Past a certain point, he’s a mean drunk. There’s him, a sharp, funny, caring guy. Then there’s him, the nasty drunk. We have a falling out, punctuated with a short fistfight that still haunts me, a young man sculpted by the swells and the sea. There is no excuse.
I take to sleeping on a friend’s sailboat, showers at the yacht club, working as a bartender at a Waikiki hotel. We make up one night when I awaken to the boat headed out the harbor to an ocean riled enough for big waves to break across the entrance. My dad and a friend had a few, decided to go. We scoot out between bigger sets, on the way back in careful to line green lights to starboard, red to port, hope to God to cross the threshold between the breakers.
Before my first year on the hotshot crew in Santa Barbara, apparently I drive my girlfriend nuts ruminating about my father in that way of the son fixated about measuring up.
I fly to Honolulu after that first endless fire season, pockets full from a big year. Dad delivers a putdown across a glass table in Waikiki across the street from the ocean. I tell him in earthy terms he can say what he wants, I owe him nothing, will decide on my own such things, stick it you know where if you don’t like it.
In that moment, we have a new relationship.

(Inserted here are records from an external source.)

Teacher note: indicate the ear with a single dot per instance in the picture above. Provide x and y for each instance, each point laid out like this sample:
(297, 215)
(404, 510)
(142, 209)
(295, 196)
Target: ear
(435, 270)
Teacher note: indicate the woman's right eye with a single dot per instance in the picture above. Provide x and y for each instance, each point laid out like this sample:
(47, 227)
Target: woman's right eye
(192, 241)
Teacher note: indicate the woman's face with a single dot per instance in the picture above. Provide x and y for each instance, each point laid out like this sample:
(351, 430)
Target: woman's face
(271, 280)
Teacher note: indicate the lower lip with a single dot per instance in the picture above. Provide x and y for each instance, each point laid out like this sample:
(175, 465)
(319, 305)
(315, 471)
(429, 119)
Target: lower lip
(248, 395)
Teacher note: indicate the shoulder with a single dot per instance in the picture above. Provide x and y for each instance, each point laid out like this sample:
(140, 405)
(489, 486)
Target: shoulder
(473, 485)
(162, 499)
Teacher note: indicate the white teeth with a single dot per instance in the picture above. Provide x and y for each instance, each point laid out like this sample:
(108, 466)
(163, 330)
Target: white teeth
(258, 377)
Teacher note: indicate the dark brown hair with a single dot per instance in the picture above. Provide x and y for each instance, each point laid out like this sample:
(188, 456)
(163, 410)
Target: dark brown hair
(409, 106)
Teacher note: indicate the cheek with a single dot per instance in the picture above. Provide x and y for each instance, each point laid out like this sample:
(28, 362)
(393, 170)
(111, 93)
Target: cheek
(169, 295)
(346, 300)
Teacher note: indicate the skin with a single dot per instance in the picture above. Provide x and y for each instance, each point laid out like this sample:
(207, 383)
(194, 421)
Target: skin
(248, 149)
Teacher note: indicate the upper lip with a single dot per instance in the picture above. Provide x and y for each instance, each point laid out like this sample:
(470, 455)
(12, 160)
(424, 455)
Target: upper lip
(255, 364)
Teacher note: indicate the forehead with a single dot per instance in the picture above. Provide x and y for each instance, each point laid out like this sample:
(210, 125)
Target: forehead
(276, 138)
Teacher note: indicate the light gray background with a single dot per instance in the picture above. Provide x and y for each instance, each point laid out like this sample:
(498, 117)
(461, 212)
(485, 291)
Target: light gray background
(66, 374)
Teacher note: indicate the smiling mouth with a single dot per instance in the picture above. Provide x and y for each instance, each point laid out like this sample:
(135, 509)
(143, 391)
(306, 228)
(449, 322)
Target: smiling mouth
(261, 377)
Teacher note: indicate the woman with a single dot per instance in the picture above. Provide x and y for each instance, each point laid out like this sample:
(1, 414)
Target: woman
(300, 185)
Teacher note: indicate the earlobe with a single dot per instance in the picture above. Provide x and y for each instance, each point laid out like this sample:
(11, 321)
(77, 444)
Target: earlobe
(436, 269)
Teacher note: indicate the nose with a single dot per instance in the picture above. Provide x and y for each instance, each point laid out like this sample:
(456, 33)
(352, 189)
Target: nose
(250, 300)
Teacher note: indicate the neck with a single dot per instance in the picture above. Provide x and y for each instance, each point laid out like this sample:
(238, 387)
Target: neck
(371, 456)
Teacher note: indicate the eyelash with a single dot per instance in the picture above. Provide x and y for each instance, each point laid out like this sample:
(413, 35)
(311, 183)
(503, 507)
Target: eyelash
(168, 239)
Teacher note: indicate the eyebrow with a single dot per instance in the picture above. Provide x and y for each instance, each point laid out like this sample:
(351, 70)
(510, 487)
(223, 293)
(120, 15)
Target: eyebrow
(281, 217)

Like I’ve passed some test I no longer cared about, which I guess is the test. Seems to be a man thing. Like he no longer sees a boy.
— — —
One last test? He left no directive. Another in his line of lessons. But I think I know what he’d want.
We’re flying now, scolded by a flight attendant to get back to our seats while it’s so bumpy, more to come. No doubt.
We learned later he liked to get up, turn on a lamp and read the paper first thing. Lot of memories there. That morning his roommate found the light on, he slumped over, morning edition forgotten. I can’t blame her for calling 911. What else could she do? I’d do the same.
Now the body breathes, the heart beats. But is anyone there? The early signs of brain function all line up exactly the wrong way. But my friend the cardiologist cautioned it’s still early. Anything is possible.
The prognosis will become clearer in 72 hours. We’ll be there, by his side, decisions to make. Dear God.